Towards morning he went to bed, and slept late—heavily and unreposefully; and, alas! when he woke, there was the old feeling returned! How could he forgive the son that had so disgraced him!

Instead of betaking himself afresh to the living strength, he began—not directly to fight himself, but to try to argue himself right, persuading himself on philosophical grounds that it was better to forgive his son; that it was the part of a wise man, the part of one who had respect to his own dignity, to abstain from harshness, nor drive the youth to despair: he was his own son—he must do what he could for him!—and so on! But he had little success. Anger and pride were too much for him. His breakfast was taken to him in the study, and there Hester found him, an hour after, with it untasted. He submitted to her embrace, but scarcely spoke, and asked nothing about Corney. Hester felt sadly chilled, and very hopeless. But she had begun to learn that one of the principal parts of faith is patience, and that the setting of wrong things right is so far from easy that not even God can do it all at once. But time is nothing to him who sees the end from the beginning; he does not grudge thousands of years of labor. The things he cares to do for us require our co-operation, and that makes the great difficulty: we are such poor fellow-workers with him! All that seems to deny his presence and labour only, necessitates a larger theory of that presence and labour. Yet time lies heavy on the young especially, and Hester left the room with a heavy heart.

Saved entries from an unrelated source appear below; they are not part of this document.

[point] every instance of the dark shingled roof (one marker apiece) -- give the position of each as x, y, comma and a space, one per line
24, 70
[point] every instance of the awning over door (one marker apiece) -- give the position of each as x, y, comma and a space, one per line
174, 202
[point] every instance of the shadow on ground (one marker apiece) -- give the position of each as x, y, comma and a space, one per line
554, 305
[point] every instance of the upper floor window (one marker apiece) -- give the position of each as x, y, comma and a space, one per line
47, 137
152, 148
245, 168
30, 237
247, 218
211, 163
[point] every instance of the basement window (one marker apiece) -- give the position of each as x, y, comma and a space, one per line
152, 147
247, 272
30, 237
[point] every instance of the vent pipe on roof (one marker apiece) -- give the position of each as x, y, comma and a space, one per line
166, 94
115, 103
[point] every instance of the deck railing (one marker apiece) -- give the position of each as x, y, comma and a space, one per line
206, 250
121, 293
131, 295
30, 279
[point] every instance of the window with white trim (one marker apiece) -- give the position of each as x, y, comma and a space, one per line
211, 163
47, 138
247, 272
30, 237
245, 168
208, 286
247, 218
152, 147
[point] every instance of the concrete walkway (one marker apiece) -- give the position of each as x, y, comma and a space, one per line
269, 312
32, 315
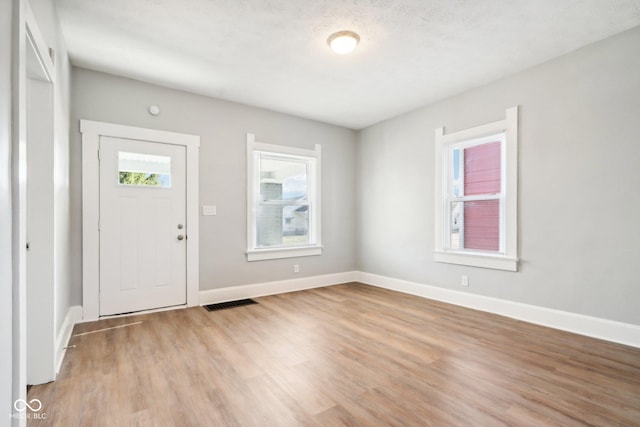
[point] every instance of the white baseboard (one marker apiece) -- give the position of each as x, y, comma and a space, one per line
610, 330
74, 315
232, 293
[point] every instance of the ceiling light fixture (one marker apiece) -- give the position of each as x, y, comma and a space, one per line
343, 42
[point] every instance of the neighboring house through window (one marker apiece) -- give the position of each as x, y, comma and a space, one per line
476, 195
283, 199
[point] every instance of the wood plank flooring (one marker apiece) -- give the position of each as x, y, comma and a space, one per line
346, 355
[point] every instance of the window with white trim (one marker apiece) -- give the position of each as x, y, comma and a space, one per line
283, 200
476, 195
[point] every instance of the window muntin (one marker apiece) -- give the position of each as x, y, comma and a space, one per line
141, 169
283, 218
283, 205
475, 195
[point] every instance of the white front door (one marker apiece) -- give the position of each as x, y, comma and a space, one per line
142, 225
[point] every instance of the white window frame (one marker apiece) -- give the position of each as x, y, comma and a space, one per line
506, 258
311, 157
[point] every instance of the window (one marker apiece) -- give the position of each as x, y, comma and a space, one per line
283, 218
476, 195
144, 169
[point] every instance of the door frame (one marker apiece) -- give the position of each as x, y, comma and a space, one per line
91, 133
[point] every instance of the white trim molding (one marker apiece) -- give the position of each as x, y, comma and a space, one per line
507, 257
595, 327
92, 131
232, 293
312, 158
74, 315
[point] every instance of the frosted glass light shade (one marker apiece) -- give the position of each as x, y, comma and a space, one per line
343, 42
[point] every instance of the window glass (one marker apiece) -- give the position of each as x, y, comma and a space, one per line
282, 179
144, 169
283, 225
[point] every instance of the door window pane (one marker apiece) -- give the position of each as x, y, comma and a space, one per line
144, 169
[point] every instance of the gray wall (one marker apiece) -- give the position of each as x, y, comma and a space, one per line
579, 172
222, 127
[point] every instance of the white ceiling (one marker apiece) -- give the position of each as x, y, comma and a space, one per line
273, 53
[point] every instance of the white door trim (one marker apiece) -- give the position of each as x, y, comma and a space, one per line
91, 133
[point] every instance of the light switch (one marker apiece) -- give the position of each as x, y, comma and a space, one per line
208, 210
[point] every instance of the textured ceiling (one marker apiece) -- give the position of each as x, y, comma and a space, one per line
273, 53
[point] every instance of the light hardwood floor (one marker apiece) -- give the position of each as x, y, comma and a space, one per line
347, 355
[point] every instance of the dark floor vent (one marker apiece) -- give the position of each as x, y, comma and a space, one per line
229, 304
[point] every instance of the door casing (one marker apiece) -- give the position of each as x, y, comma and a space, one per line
92, 131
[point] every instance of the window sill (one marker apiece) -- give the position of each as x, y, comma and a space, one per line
496, 262
277, 253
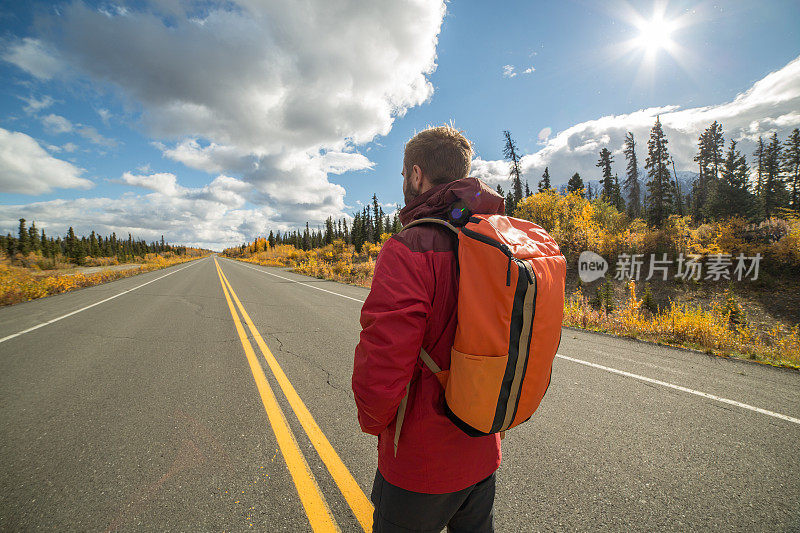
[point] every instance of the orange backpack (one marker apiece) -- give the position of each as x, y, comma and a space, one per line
510, 307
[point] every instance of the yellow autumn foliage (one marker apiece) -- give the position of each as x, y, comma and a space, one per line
690, 326
19, 284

The only way in such stubbornnesses of the spirit, when we cannot feel that we are wrong, is to open our hearts, in silence and loneliness and prayer, to the influences from above—stronger for the right than any for the wrong; to seek the sweet enablings of the living light to see things as they are—as God sees them, who never is wrong because he has no selfishness, but is the living Love and the living Truth, without whom there would be no love and no truth. To rise humbly glorious above our low self, to choose the yet infant self that is one with Christ, who sought never his own but the things of his father and brother, is the redemption begun, and the inheritance will follow. Mr. Raymount, like most of us, was a long way indeed from this yet. He strove hard to reconcile the memories of the night with the feelings of the morning—strove to realize a state of mind in which a measure of forgiveness to his son blended with a measure of satisfaction to the wounded pride he called paternal dignity. How could he take his son to his bosom as he was? he asked–but did not ask how he was to draw him to repentance! He did not think of the tender entreaty with which, by the mouths of his prophets, God pleads with his people to come back to him. If the father, instead of holding out his arms to the child he would entice to his bosom, folds them on that bosom and turns his back—expectant it may be, but giving no sign of expectancy, the child will hardly suppose him longing to be reconciled. No doubt there are times when and children with whom any show of affection is not only useless but injurious, tending merely to increase their self-importance, and in such case the child should not see the parent at all, but it was the opposite reason that made it better Cornelius should not yet see his father; he would have treated him so that he would only have hated him.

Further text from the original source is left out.